Langkah kakinya melambat. Jalanan yang dipijaknya berputar cepat. Rasa sakit serasa ditumpahkan berlarat-larat. Ayah Calvin merasakan hidungnya mengalirkan cairan merah pekat.
Tubuh itu, tubuh yang rapuh dan menunggu waktu, jatuh mencium aspal. Ayah Calvin jatuh pingsan. Anak penjual kue itulah yang melihatnya. Â Ia tinggalkan dagangannya begitu saja, lalu berlari mencari bantuan. Tubuhnya yang kecil kurus riskan mengangkat tubuh Ayah Calvin.
Lelaki-lelaki kekar berwajah berminyak mengangkat tubuh Ayah Calvin. Anak penjual kue lekat mengiringi langkah mereka. Nada-nada kecemasan terdengar. Semua orang yang merasa bagian dari kaum marginal itu mengenal Ayahnya Jose. Calvin Wan, figur pria tampan dan kaya, sering mengucurkan uang pribadinya untuk menolong mereka.
Sementara itu, di kamar tidurnya, Bunda Alea dirasuki kekhawatiran. Firasatnya tak enak. Bayang-bayang suaminya melangkah sendirian dengan wajah pucat dan hidung darah mengacaukan perasaan.

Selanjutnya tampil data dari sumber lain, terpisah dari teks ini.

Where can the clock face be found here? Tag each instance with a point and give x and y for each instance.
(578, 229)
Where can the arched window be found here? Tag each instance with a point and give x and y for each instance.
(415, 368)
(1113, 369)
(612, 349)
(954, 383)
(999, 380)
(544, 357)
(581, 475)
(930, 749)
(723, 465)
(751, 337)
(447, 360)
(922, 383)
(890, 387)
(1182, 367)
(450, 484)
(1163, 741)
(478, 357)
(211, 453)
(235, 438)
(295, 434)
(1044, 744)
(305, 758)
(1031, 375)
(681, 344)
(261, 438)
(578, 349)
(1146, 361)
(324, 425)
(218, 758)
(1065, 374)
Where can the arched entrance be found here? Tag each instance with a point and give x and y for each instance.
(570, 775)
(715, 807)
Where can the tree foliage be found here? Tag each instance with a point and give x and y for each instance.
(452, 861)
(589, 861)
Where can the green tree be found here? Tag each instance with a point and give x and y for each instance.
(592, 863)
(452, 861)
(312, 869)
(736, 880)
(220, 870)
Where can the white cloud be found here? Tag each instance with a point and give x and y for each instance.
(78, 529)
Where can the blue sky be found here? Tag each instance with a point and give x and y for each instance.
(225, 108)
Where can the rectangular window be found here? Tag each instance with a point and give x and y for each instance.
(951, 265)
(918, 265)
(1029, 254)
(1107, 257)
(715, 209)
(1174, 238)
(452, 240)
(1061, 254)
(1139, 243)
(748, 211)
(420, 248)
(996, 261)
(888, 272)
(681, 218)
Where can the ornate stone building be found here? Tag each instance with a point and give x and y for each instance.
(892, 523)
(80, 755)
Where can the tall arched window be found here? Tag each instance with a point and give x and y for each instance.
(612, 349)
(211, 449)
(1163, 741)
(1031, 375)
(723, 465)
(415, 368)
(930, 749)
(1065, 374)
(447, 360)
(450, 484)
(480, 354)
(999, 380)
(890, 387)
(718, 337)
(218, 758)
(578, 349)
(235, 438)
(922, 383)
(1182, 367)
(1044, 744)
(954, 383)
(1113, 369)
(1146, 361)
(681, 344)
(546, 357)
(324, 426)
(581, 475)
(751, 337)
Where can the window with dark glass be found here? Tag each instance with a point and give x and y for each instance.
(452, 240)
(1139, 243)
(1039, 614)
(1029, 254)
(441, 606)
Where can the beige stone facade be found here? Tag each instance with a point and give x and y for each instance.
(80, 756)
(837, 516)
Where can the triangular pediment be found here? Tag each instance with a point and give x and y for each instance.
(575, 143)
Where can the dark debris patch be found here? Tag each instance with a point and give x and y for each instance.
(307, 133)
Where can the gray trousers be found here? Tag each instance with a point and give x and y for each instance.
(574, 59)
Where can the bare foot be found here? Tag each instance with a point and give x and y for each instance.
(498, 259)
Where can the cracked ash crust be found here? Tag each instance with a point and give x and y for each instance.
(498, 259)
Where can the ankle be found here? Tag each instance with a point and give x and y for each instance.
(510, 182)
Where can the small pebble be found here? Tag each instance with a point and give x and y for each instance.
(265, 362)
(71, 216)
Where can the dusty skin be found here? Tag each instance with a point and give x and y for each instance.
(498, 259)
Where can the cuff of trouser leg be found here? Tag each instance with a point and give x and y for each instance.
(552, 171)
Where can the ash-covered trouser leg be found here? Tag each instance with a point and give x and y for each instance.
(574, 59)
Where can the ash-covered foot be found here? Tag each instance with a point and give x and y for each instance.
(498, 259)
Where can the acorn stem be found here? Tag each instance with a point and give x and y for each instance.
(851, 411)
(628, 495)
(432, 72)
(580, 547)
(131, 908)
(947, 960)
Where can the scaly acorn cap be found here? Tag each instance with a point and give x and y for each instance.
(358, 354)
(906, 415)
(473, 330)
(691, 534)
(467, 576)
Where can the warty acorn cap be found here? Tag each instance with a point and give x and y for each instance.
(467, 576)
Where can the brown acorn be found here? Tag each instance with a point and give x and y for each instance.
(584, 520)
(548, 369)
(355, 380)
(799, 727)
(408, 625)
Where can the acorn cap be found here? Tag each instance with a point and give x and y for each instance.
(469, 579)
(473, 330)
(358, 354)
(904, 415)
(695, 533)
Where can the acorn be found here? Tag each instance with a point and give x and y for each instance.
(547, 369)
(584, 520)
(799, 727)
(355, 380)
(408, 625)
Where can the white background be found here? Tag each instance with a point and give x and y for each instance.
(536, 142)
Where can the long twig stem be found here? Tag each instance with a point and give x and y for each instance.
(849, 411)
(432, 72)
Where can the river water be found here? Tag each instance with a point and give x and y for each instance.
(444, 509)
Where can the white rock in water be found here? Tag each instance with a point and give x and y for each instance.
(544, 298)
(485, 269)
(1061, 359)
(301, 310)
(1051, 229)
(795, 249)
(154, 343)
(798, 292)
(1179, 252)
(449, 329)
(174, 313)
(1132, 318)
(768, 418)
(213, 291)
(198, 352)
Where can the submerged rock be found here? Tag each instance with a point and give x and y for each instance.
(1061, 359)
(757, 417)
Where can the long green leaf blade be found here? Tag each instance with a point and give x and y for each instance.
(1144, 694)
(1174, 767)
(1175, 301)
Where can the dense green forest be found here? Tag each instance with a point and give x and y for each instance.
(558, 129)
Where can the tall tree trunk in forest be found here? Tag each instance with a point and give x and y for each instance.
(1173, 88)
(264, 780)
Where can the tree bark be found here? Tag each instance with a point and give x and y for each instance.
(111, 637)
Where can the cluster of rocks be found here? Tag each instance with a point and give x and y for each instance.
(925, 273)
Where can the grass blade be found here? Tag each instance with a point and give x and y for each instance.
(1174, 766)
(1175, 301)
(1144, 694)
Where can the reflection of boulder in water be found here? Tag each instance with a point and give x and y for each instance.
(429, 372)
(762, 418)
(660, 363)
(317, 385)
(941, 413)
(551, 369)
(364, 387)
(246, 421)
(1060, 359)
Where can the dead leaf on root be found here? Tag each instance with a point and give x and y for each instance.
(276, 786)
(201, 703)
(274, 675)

Bunda Alea berbaring dengan mata terbuka lebar. Anjuran suaminya untuk mengistirahatkan otak lesap dari prioritas. Dia takkan tidur sebelum suaminya kembali.
Tenggelam dalam ketakutan, Bunda Alea tak mendengar dering bel pintu di bawah sana. Barulah perhatiannya teralih ketika seorang pelayan menghambur masuk ke kamarnya.
"Nyonya...Nyonya," engah si pelayan wanita dengan rambut digelung hitam mengilap.
"Tuan pingsan. Steven membawanya ke sini."
Jantung Bunda Alea serasa melompat meninggalkan dadanya. Tergesa dia menuruni tangga. Lututnya lemas seketika melihat Ayah Calvin dengan wajah pias dan jas bernoda darah.
"Calvin...Calvin, oh apa yang terjadi?" ujarnya panik.
Patah-patah mereka menjelaskan. Bunda Alea berterima kasih sekali. Entah apa yang terjadi bila Steven dan teman-temannya tak turun tangan.